A Guide To Uncertainty For People Who Hate Not Knowing

Life is full of uncertainty, both good and bad. Maybe you’re hopeful that a big meeting with a client will turn into a contract. Or perhaps you’re concerned about an upcoming evaluation at work. In either case, you won’t know where you stand until it actually happens. And in the meantime, you’ll have to deal with that uncertainty—something some people do better than others.

Unfortunately for those who hate not knowing, handling that well is an important part of long-term success. Every time you stretch yourself by trying something new, you’re leaving behind the comfort of knowing how things are likely to turn out.

What We Know About How Much We Hate Not Knowing

In a now-classic study, Amos Tversky and Eldar Shafir told undergraduates to imagine that they had just taken a difficult exam but didn’t yet know whether they’d passed; grades would be given out the next day.

They were also asked to imagine they had recently learned about a travel agency offering a heavily discounted vacation package, but the discount would expire that day. However, they could pay a small fee to extend the discount to the following day—when they would know the results of their exam. The majority of participants elected to pay the fee to wait an extra day.

Under other conditions in the same study, though, some participants were told that they took the exam and passed while others were told they’d taken it and failed. With the uncertainty removed, the majority of those that had been told they’d passed and the ones that had been told they failed elected to take the trip. In other words, resolving uncertainty was something many people were willing to pay for—even though it wouldn’t affect the choice they made one way or the other.

You may have a hard time keeping calm when outcomes are uncertain, but there are a few things you can do to help navigate uncertainty a little bit better. Here are three.

1. Project Yourself Into The Future

If you’re tempted to defer making a choice in the face of uncertainty, take a lesson from the Tversky-Shafir study. Just imagine that you know the outcome of the situation and ask yourself what you’d do then. You may find that the way an uncertain event turns out actually won’t affect your next move.

Often, uncertainty paralyzes people because they want a specific reason for engaging in an action. That reason may be different depending on the outcome of the uncertain event, even if the course of action being taken is the same—our rationales may shift, even if the choices they support don’t. It’s just that someone taking a trip after a tough exam is either celebrating a success or consoling a failure, and people simply may want to know which they’re doing.

When you project yourself into the future, you can better understand the possible reasons for future courses of action based on what might happen. And that may help you move forward with your plans, even when you aren’t sure which reason will apply.

2. Do What You Can Do—And Know What You Can’t

There’s often pressure to continue working on projects, even if that additional work won’t improve the odds of success. Many people understandably dislike that. In cases like these, the theologian Reinhold Niebuhr’s well-known “Serenity Poem” actually has some psychological clout:

God, grant me the serenity to accept the things I cannot change,
Courage to change the things I can,
And wisdom to know the difference.

In many cases, uncertainty leads you to keep making an effort long past the point of diminishing returns. Yet successful people learn to evaluate when their additional work on a project doesn’t make it better, it only makes it different. And that relies on knowing your limits—the things you can’t change—when you don’t know the ultimate outcome. At that point, they move on to the next project and await the results to reveal themselves.

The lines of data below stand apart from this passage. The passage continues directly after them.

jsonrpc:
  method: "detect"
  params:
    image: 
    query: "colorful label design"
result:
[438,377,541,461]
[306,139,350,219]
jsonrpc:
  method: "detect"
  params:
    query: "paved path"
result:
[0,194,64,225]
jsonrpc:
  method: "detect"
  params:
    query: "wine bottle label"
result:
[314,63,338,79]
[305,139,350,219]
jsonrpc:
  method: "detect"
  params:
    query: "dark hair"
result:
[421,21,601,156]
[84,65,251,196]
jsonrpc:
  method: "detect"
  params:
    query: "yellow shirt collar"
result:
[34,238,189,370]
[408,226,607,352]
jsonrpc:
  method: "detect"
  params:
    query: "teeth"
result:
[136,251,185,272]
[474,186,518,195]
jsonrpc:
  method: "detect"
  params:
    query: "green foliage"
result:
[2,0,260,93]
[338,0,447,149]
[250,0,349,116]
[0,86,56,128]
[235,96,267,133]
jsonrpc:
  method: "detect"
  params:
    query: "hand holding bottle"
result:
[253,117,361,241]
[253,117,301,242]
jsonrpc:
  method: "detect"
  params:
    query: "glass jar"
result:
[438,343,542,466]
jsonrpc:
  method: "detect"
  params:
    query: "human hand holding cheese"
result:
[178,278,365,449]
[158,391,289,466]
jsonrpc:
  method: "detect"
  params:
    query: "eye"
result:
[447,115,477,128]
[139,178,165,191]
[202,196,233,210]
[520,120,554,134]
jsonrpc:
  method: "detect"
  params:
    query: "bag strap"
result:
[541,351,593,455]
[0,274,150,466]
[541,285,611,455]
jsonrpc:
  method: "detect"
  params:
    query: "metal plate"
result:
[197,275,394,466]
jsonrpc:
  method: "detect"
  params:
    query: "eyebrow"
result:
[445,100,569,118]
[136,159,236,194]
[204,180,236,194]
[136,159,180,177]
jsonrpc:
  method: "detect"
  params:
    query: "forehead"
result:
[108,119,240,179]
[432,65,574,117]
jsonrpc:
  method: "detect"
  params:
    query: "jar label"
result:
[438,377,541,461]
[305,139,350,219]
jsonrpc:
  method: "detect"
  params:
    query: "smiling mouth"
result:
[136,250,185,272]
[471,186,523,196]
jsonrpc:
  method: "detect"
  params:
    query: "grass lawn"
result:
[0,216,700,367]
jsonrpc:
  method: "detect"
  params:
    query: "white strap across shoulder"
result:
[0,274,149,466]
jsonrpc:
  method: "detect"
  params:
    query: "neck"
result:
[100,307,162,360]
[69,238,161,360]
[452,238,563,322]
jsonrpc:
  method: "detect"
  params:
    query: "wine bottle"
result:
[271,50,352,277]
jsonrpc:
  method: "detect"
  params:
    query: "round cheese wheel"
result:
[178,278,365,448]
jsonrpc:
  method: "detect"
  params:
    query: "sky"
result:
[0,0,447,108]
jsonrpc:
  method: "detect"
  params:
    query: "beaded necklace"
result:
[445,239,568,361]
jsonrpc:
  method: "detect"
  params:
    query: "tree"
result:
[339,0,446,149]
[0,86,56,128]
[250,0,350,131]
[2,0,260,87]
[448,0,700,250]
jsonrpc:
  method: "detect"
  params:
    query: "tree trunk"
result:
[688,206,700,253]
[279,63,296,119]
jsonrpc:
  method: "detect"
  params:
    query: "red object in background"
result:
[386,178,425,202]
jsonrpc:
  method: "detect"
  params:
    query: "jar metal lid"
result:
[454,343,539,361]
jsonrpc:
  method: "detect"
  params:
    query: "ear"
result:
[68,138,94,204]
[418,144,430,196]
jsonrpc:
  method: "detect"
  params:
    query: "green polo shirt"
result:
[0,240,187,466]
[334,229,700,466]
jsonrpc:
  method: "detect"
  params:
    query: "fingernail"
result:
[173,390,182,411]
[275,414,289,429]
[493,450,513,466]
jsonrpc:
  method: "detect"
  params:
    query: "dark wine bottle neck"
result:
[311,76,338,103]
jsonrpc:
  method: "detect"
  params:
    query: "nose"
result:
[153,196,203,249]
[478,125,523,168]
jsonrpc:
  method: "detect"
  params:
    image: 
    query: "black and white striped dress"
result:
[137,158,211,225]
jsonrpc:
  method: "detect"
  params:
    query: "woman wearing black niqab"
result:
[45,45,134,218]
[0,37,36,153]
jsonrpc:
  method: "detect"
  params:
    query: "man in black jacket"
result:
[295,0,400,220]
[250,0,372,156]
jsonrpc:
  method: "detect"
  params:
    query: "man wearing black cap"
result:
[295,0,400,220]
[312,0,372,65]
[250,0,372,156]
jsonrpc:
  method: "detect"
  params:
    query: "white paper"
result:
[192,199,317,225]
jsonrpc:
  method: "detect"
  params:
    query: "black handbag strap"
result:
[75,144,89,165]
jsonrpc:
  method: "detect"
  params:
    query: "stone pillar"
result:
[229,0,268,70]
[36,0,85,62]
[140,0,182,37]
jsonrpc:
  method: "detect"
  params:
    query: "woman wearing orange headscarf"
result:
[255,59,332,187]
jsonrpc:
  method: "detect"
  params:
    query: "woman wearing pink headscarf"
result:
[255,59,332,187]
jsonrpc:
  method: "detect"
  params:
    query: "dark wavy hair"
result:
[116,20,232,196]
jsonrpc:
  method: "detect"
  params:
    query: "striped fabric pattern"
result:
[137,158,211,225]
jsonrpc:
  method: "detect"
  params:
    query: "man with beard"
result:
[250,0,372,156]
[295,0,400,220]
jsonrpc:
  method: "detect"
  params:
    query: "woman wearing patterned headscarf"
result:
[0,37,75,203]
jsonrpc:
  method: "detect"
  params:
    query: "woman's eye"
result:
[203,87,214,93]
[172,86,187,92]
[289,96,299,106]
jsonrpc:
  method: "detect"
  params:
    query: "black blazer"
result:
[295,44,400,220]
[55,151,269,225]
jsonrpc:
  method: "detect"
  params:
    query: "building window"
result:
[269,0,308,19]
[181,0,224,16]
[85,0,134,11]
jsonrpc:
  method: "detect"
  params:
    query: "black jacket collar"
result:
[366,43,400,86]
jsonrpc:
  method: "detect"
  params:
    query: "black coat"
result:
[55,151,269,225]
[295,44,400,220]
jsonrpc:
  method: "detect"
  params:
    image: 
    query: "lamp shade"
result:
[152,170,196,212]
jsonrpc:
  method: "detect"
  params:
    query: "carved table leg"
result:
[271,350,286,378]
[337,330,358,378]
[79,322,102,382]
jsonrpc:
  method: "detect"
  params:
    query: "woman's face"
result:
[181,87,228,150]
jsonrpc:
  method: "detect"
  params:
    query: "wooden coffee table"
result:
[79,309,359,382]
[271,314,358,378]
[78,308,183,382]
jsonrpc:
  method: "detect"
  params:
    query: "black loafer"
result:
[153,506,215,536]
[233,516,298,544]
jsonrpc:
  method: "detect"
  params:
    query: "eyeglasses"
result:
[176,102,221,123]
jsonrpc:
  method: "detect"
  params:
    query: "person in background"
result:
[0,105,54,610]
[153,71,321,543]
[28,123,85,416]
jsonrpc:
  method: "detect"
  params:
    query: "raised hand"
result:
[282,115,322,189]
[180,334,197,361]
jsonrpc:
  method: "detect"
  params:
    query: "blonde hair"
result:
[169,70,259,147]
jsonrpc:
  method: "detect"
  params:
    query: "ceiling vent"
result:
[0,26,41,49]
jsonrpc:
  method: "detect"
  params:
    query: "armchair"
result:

To calibrate your efforts, it’s helpful to simply find people you trust to evaluate your work. Ask for their periodic assessments and then see how they square with your own judgments. Sounds easy (and it is), but it can help you fend off the fear of uncertainty that’s rooted in a shaky sense of your own impact. Over time, you’ll begin to get a feel for when a project is done enough.

3. Use The Likelihood Of Failure To Get Creative

If you’ve heard this one before, it’s for good reason. Some of the most successful people really are those with a high tolerance for failure—the prospect of which often causes paralysis in others. People tend to avoid engaging in activities whose outcomes are uncertain, for a variety of pretty obvious reasons: the impact on their reputation, wasted effort, etc.

It’s important to recognize that one consistent finding from multiple studies of creativity is that the people who have the best ideas are often ones who have the most ideas. Quantity, generally speaking, leads to quality. But that also means that the people who have the most ideas also have the most mediocre ideas—you simply need to let yourself generate them so you can sort the good from the so-so and the bad.

When a situation’s outcome is uncertain and it’s making you nervous, pay attention to that signal—which means you’ve moved past the familiar procedures and the predictable results they yield. In those situations, failure rarely has disastrous consequences. Instead, most failures lead to valuable learning opportunities that make our future efforts more likely to succeed. Ultimately keeping that in mind can help you get more comfortable with the uncertainty in between.